Running For loops on GPU



I am trying to do simulation in which

  1. I am repeating same function multiple times
  2. Changing several parameters

Is there a way I can do any of them via a for loop or some other way on GPU?

I am new to Julia. Any help or guidance will be great.


You are asking this question at a very interesting time (for us). Since you are new to Julia this might not be the easiest topic to dive right into and things are still very much under development.

Broadly speaking you have three options if you want to work with GPU programming and Julia currently

  1. OpenCL.jl and CUDArt.jl provide access to the OpenCL and CUDA environment and you can write kernels in CUDA/OpenCL C and execute them on the GPU, but do the management in Julia
  2. ArrayFire.jl provides a high-level interface to the ArrayFire library allowing you to run specific functions on the GPU
  3. Julia 0.6 comes with the necessary support to compile Julia code directly to the GPU. The GPU compiler is implemented in CUDAnative.jl

CUDAnative.jl and GPUArrays.jl

CUDAnative provides a CUDA-like programming environment but it has a certain set of limitations (due to the fact that GPU programming is quite different from programming for the CPU).
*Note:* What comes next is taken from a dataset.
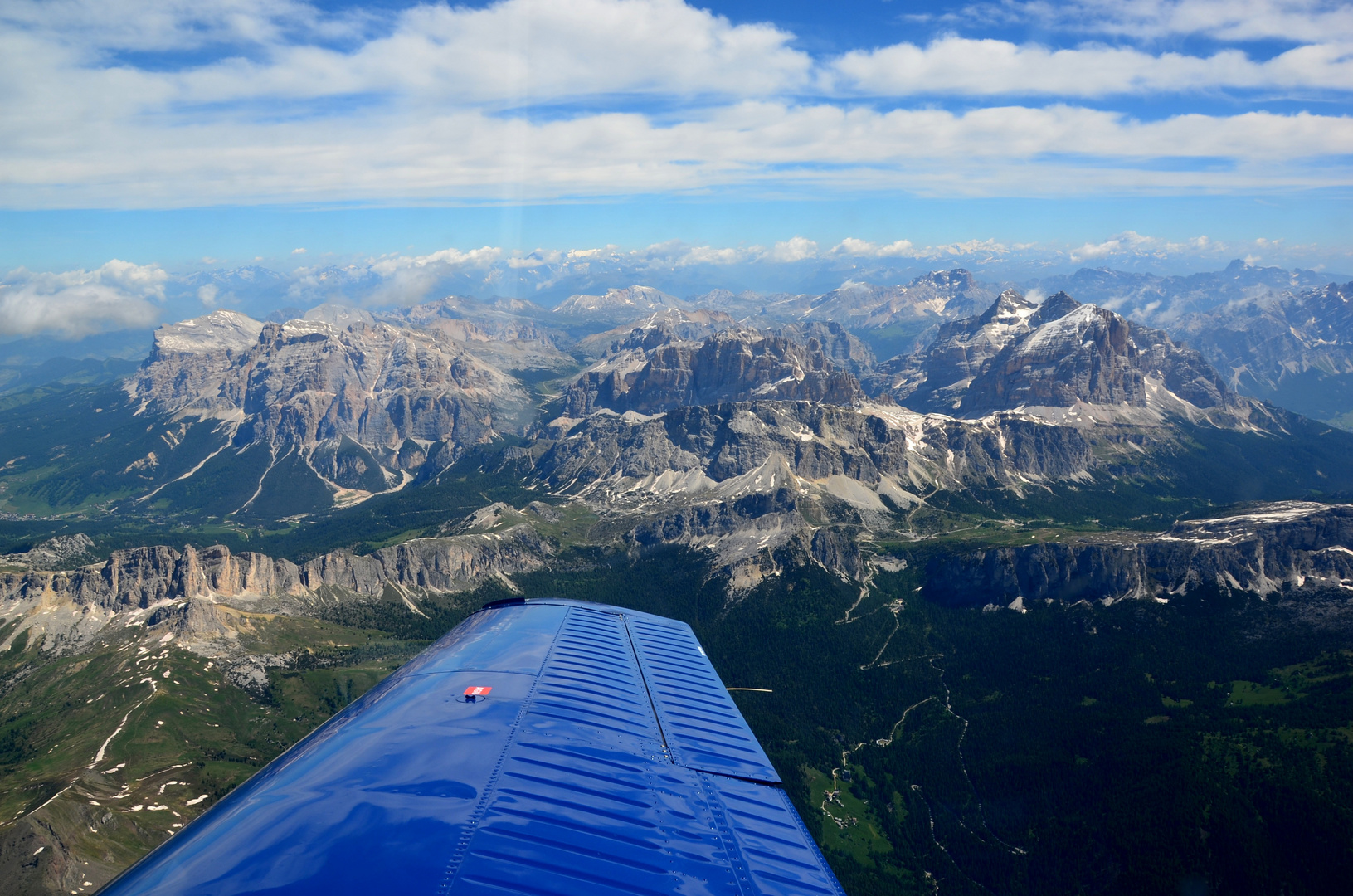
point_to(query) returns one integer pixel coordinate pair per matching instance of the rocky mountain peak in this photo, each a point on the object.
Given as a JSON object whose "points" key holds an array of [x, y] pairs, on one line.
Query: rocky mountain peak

To try it out you will need to build Julia v0.6 from source and follow the instructions in the CUDAnative.jl readme.

We eventually aim to provide a higher-level interface in the form of GPUArrays.jl, but both CUDAnative and GPUArrays are still experimental (although we welcome early adopters).

I hope this gives you a good enough introduction to what you can currently do.


These seem to provide low level or functional programming. Will it be possible to compile an arbitrary for loop at any point? I think not, due to the GPU programming model and that many loops cannot be parallelized . Is this correct?


That is correct. Although programming model is a bit misleading, because the constraining factor is really the hardware.
In theory you could compile arbitrary code to the GPU, but obviously no one is really motivated to implement the missing bits when they end up running slower than on the CPU.
In GPUArrays, I’m working on abstractions, that make it a bit easier to run the body of a for loop on the GPU :wink:
If you have a NVIDIA GPU and quite a bit of patience, we can try to figure things out!


I like this idea. and I have both :stuck_out_tongue:


Damn it! :smiley:

Well first you need to get CUDAnative running.
Install instructions are in the README .
If that works, feel free to open a documentation issue on GPUArrays, and I will try to respond to that :wink:


I’ve updated the README, nowadays it just involves building julia/master from source and using the package manager. Expect a blogpost with more details very soon (say, next week).


Can you guide me on how to build julia 0.6? If the steps are similar to 0.5. Where can I find the source code. The github version seems to be 0.5

Also will I need to build llvm separately or I can do that by Pkg.add(“llvm”)?


On what platform are you? The build steps should be documented in Julia’s README, even how to get the source.


Thank you. I was doing git checkout 0.5. which converted the version to 0.6.

I read it carefully this time. Thank you very much. CUDAnative installed and tested. Passed.